Regarding Trump’s statement that Merkel was too soft during the refugee crisis…

I think all of Europe has been too soft on the refugee crisis. …But the point was the really incredibly poor decisions when it comes to allowing this unbelievable, unprecedented refugee crisis that's going on in Europe.

A great statement.

Why are these people rushing to the beauty and strength of Europe and to the United States and not rushing to their own capitals or the capitals of the Muslim world?

Because the enemy of the elite is the (nominally) Christian, white male.  Well, that, and the US (and some other Muslim countries) blew up their capitals in the Muslim world.

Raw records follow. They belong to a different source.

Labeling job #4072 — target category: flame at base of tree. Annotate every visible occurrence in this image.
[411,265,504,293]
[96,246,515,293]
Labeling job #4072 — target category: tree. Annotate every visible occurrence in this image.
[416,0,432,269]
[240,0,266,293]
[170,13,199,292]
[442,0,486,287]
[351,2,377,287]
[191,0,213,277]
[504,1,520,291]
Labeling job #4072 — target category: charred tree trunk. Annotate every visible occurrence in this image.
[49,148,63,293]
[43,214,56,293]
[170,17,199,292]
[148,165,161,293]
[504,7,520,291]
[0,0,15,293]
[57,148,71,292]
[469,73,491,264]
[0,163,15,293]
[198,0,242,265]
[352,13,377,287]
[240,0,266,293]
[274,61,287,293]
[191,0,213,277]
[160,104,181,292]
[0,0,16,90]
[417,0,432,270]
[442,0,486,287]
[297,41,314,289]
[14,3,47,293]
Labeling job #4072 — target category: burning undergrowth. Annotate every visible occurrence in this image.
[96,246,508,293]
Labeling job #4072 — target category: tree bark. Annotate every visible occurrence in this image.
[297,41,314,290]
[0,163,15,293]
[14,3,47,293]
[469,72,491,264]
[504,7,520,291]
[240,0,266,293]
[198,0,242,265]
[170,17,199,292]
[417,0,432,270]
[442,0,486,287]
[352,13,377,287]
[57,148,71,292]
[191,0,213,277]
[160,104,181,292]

Regarding Trump’s “fascination for strong leaders like Vladimir Putin or Saddam Hussein”:

He respects people who are selfish about their country. Putin is a guy who is very selfish about Russia and about the Russian federation….

Nationalism and decentralization are growing in popularity throughout the west, and will continue to grow as the solutions offered by the centralizers continue to crumble.

Regarding Putin as a reliable partner:

Putin will be a reliable partner for certain things for the United States, yes. Absolutely. We need to have a relationship from the top to the bottom, same with China.

If the only good thing Trump does as president is to follow through on this and other similar statements about Russia and China (dialogue, let’s make a deal), he will be the best president since perhaps Reagan (for making nice with the USSR) or Nixon (for making nice with China).  Look, I already said Trump was no Ron Paul, what more do you want from me?

Flynn danced around answering the question regarding Trump’s call for Saudi Arabia and Japan to become nuclear powers.  I say the fewer the better on this topic.

Regarding Trump’s overall view on foreign policy:

Foreign policy is about US national security, it is definitely not non-intervention. It is definitely not isolationist. That's where people want to hear what they want to hear and not listen to what he says.

“…hear what they want to hear…”  I believe Flynn is referring to neocons who describe Trump as isolationist; unfortunately, he seems to be suggesting to them that they need not worry.  I don’t believe Flynn is referring to many of Trump’s supporters, who support him precisely because they believe Trump offers – if not non-intervention – at least much less intervention.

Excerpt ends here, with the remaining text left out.